In the center of the release, we shift to more nationalistic fervor beginning with the Hungarian Rhapsody, No. 11, S. 244, as well as a couple of Csardas (S. 225/1 and 2). One gets a sense of the showmanship of Liszt the performer as the music teases us with rhythms and folkish hints in the opening flourishes before entering the salon of popular musical style, always more elegant with a dash of flair and even a bit of longing. Polgar’s interpretation brings these elements so well. The two csardas are later works that give us a taste of the new harmonic territories Liszt was exploring as well. You can hear how he mixes the tempo shifts of these folk dances even in Puszta Wehmuth, S. 246.
The last three works bring us back to the more religious side again, first with a meditation from his 1837-38 set, Album d’un voyager. The instrumental meditation on Psalm 42, S. 156/7, is an early musing on the personality of St. Francis. The album closes with the two Legends, S. 175, which are both stunning encapsulations of some of Liszt’s deepest spiritual feelings and reverence.
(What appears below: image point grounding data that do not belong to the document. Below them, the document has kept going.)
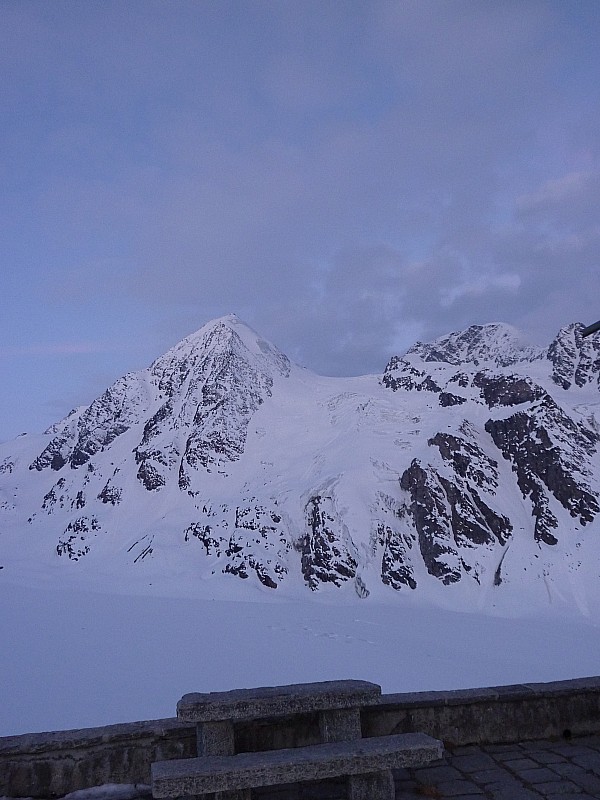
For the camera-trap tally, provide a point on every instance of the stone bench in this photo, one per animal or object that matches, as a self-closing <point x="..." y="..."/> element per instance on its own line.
<point x="337" y="704"/>
<point x="366" y="762"/>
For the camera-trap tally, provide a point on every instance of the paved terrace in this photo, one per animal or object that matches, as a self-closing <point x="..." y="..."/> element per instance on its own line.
<point x="551" y="769"/>
<point x="502" y="743"/>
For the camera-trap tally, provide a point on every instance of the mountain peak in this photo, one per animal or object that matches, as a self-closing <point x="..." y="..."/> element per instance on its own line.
<point x="495" y="343"/>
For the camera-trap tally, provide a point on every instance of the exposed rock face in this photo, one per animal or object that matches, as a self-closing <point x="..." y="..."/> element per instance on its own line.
<point x="550" y="454"/>
<point x="326" y="557"/>
<point x="223" y="461"/>
<point x="575" y="360"/>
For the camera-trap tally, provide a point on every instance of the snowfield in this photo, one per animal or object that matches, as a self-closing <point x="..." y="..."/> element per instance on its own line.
<point x="75" y="658"/>
<point x="227" y="519"/>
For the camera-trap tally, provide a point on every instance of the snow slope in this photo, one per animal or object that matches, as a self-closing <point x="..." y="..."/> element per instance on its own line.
<point x="74" y="658"/>
<point x="467" y="473"/>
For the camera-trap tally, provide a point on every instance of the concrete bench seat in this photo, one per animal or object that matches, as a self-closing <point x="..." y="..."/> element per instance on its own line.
<point x="272" y="701"/>
<point x="337" y="704"/>
<point x="366" y="762"/>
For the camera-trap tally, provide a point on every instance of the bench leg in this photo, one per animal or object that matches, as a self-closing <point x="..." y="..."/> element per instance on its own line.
<point x="372" y="786"/>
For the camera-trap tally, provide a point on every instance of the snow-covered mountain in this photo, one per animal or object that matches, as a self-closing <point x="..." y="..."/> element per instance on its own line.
<point x="467" y="474"/>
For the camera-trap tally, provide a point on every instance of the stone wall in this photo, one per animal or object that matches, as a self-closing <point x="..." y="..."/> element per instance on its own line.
<point x="52" y="764"/>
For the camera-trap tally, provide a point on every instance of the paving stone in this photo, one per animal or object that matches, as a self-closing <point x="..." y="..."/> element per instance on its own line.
<point x="521" y="763"/>
<point x="437" y="774"/>
<point x="512" y="792"/>
<point x="465" y="749"/>
<point x="589" y="783"/>
<point x="455" y="788"/>
<point x="473" y="762"/>
<point x="510" y="755"/>
<point x="536" y="744"/>
<point x="567" y="770"/>
<point x="547" y="757"/>
<point x="491" y="776"/>
<point x="570" y="797"/>
<point x="558" y="788"/>
<point x="573" y="750"/>
<point x="539" y="775"/>
<point x="589" y="761"/>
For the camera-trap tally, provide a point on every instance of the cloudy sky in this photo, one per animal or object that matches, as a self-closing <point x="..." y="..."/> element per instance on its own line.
<point x="346" y="176"/>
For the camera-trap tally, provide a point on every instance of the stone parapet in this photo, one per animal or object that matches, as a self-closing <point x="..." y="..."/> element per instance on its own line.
<point x="55" y="763"/>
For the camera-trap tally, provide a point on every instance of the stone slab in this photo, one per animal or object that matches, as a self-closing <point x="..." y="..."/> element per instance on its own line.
<point x="273" y="701"/>
<point x="197" y="776"/>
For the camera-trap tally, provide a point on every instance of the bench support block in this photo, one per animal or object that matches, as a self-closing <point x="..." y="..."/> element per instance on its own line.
<point x="372" y="786"/>
<point x="340" y="725"/>
<point x="215" y="739"/>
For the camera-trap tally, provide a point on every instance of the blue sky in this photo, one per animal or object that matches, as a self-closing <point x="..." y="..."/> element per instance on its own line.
<point x="347" y="177"/>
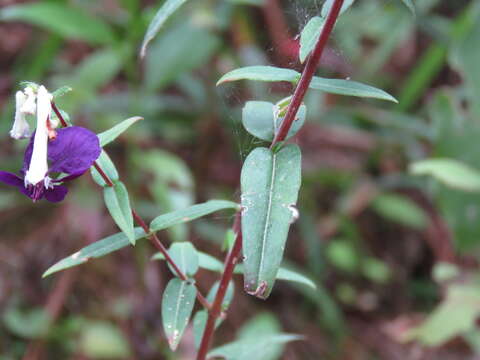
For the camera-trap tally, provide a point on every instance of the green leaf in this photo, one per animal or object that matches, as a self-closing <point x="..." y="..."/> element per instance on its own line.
<point x="309" y="36"/>
<point x="177" y="306"/>
<point x="208" y="262"/>
<point x="400" y="209"/>
<point x="170" y="56"/>
<point x="263" y="324"/>
<point x="96" y="250"/>
<point x="102" y="340"/>
<point x="349" y="88"/>
<point x="191" y="213"/>
<point x="260" y="73"/>
<point x="118" y="204"/>
<point x="63" y="20"/>
<point x="270" y="183"/>
<point x="107" y="166"/>
<point x="252" y="348"/>
<point x="108" y="136"/>
<point x="199" y="323"/>
<point x="410" y="5"/>
<point x="185" y="256"/>
<point x="259" y="119"/>
<point x="450" y="172"/>
<point x="328" y="5"/>
<point x="162" y="15"/>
Eva Polgar’s performances here really sparkle in the upper register passages. She also brings a proper level of gravitas and reflection when needed as well. The sustaining of harmonies in these moments is equally moving and the attention to the detail in her pedaling choices brings out the style of the music so well. The more technical passages are dashed off without overwhelming the music’s communicative power and that makes this release all the more engaging. The overall sequencing of the program also moves intelligently along engaging listeners with each turn. There is also an underlying intensity of feeling that comes through in her playing which elevates the music as well to a heartfelt interpretation of these pieces. Overall, a unique and quite stunningly-recorded set of Liszt’s music that is worth tracking down for one’s own moments of pause and meditation from one of the great master’s of 19th-century music.